Como consolo resta a Anne o mundo particular o qual cria para sobreviver e as "conversas com o diário", verdadeiro amigo do peito nessas horas.
A paleta de cores proposta por David Polonsky é encantadora e inebriante. Ele brinca com as cores e sabe usá-las a serviço da imaginação da garota. E haja imaginação! Acredito que a ideia de buscar referências em telas famosas como O grito, de Edvard Munch; O retrato de Adele Bloch-Bauer, de Gustav Klimt e O nascimento da vênus, de Sandro Botticelli, bem como a lembrança à uma fala de Apocalipse now, de Francis Ford Coppola e a menção às pirâmides egípcias tenha partido do roteirista Ari Folman. E o resultado dessa combinação - que vem a calhar - é um caderno de notas cheio de requintes e muito bom gosto.
É possível para o leitor ir além do discurso amargo do holocausto (o que não faz da graphic novel um instrumento vazio ou mesmo alienado. Pelo contrário). Anne narra as agruras da guerra - a falta de comida, o dia a dia das pessoas que vão para os campos de concentração, pessoas vendendo a localização de judeus, os vizinhos que vê da janela sendo presos, as visitas surpresa dos soldados da SS para vistoriar a casa à procura de foragidos, etc... - e nem por isso deixa de preencher sua vida com "ilusões satisfatórias". Afinal de contas, trata-se de uma adolescente. Mas, bem no fundo, ela também entende que precisa amadurecer rápido, que sua juventude foi roubada pelo regime.
Logo, quanto antes entender o que está acontecendo, mais cedo ela se sentirá apta a enfrentar toda essa situação (mesmo que entre uma lágrima e outra).
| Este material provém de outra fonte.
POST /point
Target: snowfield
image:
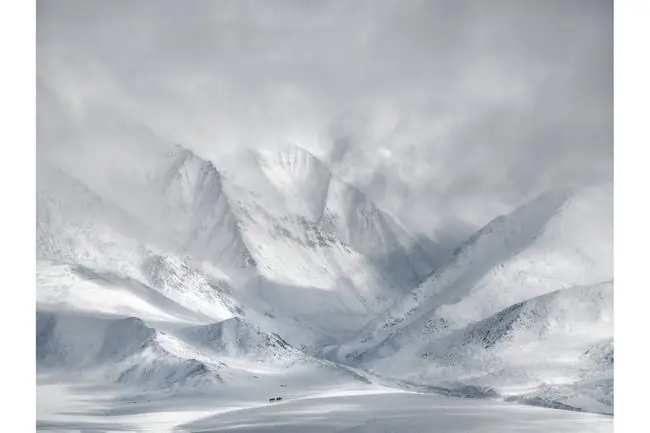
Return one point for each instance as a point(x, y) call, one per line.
point(211, 287)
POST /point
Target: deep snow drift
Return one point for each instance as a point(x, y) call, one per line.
point(226, 283)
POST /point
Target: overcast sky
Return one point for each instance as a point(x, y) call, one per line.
point(480, 103)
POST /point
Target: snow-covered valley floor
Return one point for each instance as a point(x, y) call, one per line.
point(87, 408)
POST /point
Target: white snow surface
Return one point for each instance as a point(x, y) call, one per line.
point(187, 288)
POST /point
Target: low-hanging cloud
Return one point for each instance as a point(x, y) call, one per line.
point(469, 106)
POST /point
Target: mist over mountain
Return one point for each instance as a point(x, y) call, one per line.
point(326, 202)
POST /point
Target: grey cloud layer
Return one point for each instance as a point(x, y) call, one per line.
point(524, 87)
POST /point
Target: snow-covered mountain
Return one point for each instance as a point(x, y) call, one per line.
point(559, 240)
point(190, 274)
point(516, 309)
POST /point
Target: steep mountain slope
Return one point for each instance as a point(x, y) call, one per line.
point(344, 211)
point(555, 349)
point(561, 239)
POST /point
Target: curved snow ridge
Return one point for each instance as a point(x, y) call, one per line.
point(121, 350)
point(235, 337)
point(585, 310)
point(346, 212)
point(75, 224)
point(197, 211)
point(190, 287)
point(545, 245)
point(70, 287)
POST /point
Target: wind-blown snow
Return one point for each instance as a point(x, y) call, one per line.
point(267, 274)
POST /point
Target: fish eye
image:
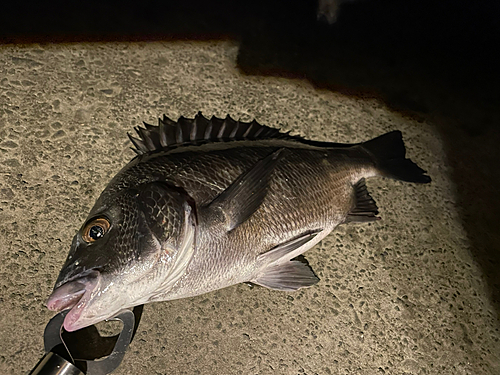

Ao final das mais de 200 páginas meus olhos marejam de lágrimas e vejo no posfácio do álbum que o nome de Anne Frank - através de sua fundação - está mais vivo do que nunca. E é bom que esteja. Os leitores certamente agradecem. E que o mercado quadrinístico transponha outras obras célebres para este formato também.
P.S: A cada dia dessa quarentena que vem dando o que falar no país fico mais orgulhoso da formação cultural que venho construindo. Quem diria que o isolamento social propiciado por um vírus iria me proporcionar tudo isso!
P.S 2: uma semana depois de escrever este texto vejo matéria da Folha de São Paulo em que videobloggers estão postando vídeos com versões contemporâneas da história de Anne Frank em seu esconderijo. Só mesmo personagens imortais (como ela) conseguem tal feito!